As artificial intelligence tools become more embedded in daily workflows, cybersecurity experts are warning that attackers are finding new ways to exploit them. Security researchers at Trail of Bits have demonstrated a novel attack technique that embeds malicious prompts within images, which are then revealed when these images are processed by large language models (LLMs).
Hidden instructions emerge through image downscaling
The method leverages the way AI platforms resize images for performance optimisation. Although the malicious prompts are invisible to the human eye in the original image, they become legible to the algorithm when the image is downscaled.

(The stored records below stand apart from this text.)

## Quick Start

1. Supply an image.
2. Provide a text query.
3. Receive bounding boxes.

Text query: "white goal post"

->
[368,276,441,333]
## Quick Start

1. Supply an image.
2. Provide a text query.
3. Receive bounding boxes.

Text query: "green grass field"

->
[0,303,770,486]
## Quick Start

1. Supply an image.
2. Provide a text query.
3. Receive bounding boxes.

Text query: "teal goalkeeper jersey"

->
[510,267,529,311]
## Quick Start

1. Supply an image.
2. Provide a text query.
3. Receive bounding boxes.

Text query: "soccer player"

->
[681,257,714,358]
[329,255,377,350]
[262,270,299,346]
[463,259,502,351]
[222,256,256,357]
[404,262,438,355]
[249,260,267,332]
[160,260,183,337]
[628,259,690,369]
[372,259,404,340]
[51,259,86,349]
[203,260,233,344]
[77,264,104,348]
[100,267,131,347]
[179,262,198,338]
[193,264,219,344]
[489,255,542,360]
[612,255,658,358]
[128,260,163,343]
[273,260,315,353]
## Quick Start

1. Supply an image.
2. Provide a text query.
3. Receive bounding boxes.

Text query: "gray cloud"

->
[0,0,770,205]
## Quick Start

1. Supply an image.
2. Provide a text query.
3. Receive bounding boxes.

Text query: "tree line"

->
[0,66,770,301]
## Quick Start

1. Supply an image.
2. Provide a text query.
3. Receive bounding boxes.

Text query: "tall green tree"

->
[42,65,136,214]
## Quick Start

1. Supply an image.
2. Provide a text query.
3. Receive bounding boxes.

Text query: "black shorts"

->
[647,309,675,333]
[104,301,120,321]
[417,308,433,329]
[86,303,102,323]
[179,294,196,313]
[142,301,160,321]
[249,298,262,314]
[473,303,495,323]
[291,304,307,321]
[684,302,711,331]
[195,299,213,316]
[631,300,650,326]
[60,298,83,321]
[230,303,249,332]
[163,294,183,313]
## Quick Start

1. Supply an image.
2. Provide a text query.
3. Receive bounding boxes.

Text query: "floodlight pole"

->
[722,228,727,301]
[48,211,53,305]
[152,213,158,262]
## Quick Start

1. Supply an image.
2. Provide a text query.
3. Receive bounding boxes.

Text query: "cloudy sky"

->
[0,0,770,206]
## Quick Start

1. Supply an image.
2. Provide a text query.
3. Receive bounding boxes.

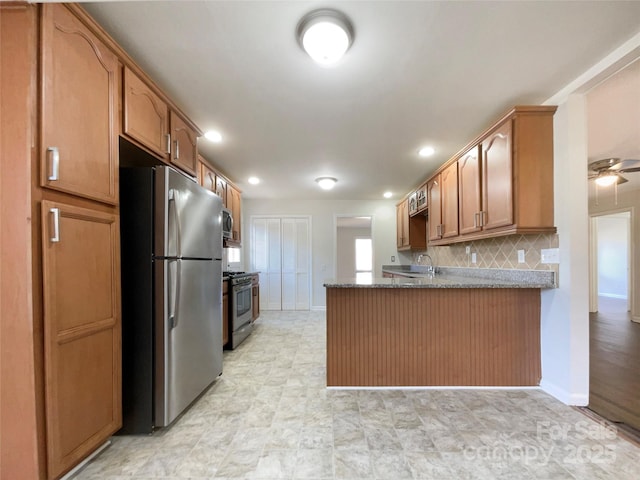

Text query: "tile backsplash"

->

This attack builds on a 2020 study from TU Braunschweig in Germany, which highlighted image scaling as a potential vulnerability in machine learning systems. Trail of Bits has demonstrated that carefully crafted images can manipulate AI platforms, including Gemini CLI, Vertex AI Studio, Google Assistant on Android, and Gemini’s web interface.

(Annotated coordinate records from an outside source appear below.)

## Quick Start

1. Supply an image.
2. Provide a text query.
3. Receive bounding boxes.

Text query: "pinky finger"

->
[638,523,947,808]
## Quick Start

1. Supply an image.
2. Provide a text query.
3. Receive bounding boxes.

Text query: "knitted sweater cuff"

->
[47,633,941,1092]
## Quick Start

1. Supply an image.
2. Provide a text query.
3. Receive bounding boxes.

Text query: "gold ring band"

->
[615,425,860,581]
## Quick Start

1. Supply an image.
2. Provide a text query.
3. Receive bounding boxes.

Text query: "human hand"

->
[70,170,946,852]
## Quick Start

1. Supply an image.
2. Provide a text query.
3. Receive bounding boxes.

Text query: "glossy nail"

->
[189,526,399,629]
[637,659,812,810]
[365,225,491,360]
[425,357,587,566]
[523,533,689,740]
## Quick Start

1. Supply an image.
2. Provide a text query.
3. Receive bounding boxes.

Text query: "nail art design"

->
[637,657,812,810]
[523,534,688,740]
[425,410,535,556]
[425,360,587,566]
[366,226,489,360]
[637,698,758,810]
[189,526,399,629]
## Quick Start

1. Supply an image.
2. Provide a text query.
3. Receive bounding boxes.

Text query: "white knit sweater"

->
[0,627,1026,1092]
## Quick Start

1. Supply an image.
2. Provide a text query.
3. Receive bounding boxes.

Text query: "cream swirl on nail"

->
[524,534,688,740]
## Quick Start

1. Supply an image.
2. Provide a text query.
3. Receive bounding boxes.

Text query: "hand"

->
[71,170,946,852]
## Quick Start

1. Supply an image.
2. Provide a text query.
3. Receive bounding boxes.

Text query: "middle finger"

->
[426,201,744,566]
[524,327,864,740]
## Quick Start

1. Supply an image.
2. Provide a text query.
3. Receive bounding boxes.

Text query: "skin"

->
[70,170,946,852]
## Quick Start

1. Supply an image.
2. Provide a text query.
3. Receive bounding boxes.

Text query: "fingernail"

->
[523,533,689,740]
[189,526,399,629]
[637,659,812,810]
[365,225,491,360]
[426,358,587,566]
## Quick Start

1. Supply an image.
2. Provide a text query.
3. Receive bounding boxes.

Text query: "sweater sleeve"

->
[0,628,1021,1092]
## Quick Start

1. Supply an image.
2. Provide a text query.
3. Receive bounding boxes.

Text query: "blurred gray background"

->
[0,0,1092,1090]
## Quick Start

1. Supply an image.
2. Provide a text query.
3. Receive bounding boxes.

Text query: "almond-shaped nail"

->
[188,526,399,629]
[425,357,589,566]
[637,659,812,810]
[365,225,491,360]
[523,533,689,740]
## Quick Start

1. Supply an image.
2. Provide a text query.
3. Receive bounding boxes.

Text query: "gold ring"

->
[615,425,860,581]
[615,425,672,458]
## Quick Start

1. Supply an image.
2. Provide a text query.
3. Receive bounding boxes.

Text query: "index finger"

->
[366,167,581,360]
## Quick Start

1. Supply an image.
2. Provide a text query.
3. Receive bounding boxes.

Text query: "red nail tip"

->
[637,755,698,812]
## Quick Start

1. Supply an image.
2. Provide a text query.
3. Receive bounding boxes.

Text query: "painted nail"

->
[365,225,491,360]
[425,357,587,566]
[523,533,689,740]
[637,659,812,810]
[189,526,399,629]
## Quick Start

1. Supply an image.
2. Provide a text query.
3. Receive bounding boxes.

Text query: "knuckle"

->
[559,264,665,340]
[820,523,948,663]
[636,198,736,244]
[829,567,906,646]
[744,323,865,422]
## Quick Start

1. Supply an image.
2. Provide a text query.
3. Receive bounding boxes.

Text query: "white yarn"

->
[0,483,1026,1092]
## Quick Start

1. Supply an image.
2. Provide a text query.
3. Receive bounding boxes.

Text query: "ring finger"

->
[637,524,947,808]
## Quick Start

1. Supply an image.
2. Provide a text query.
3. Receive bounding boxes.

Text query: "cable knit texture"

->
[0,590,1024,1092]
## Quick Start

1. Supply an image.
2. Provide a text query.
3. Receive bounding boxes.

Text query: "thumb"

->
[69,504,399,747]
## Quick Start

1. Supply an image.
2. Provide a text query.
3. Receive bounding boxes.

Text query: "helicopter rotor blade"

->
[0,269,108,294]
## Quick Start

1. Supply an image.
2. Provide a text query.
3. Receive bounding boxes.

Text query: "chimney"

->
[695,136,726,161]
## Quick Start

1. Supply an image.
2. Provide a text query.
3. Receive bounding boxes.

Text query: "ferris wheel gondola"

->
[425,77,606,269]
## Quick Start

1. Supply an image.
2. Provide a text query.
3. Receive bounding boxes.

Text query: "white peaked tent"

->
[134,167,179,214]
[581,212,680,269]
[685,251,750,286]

In one test, attackers were able to extract Google Calendar data and send it to an external email address without user consent, demonstrating the potential seriousness of this vulnerability. The attack exploits common interpolation techniques such as nearest neighbour, bilinear, or bicubic resampling, where scaling can unintentionally reveal hidden instructions.
During testing, bicubic resampling caused dark image areas to shift and reveal concealed black text, which the LLM interpreted as a valid user command. From the user’s point of view, no unusual activity was visible, yet the AI model acted on these hidden instructions in the background.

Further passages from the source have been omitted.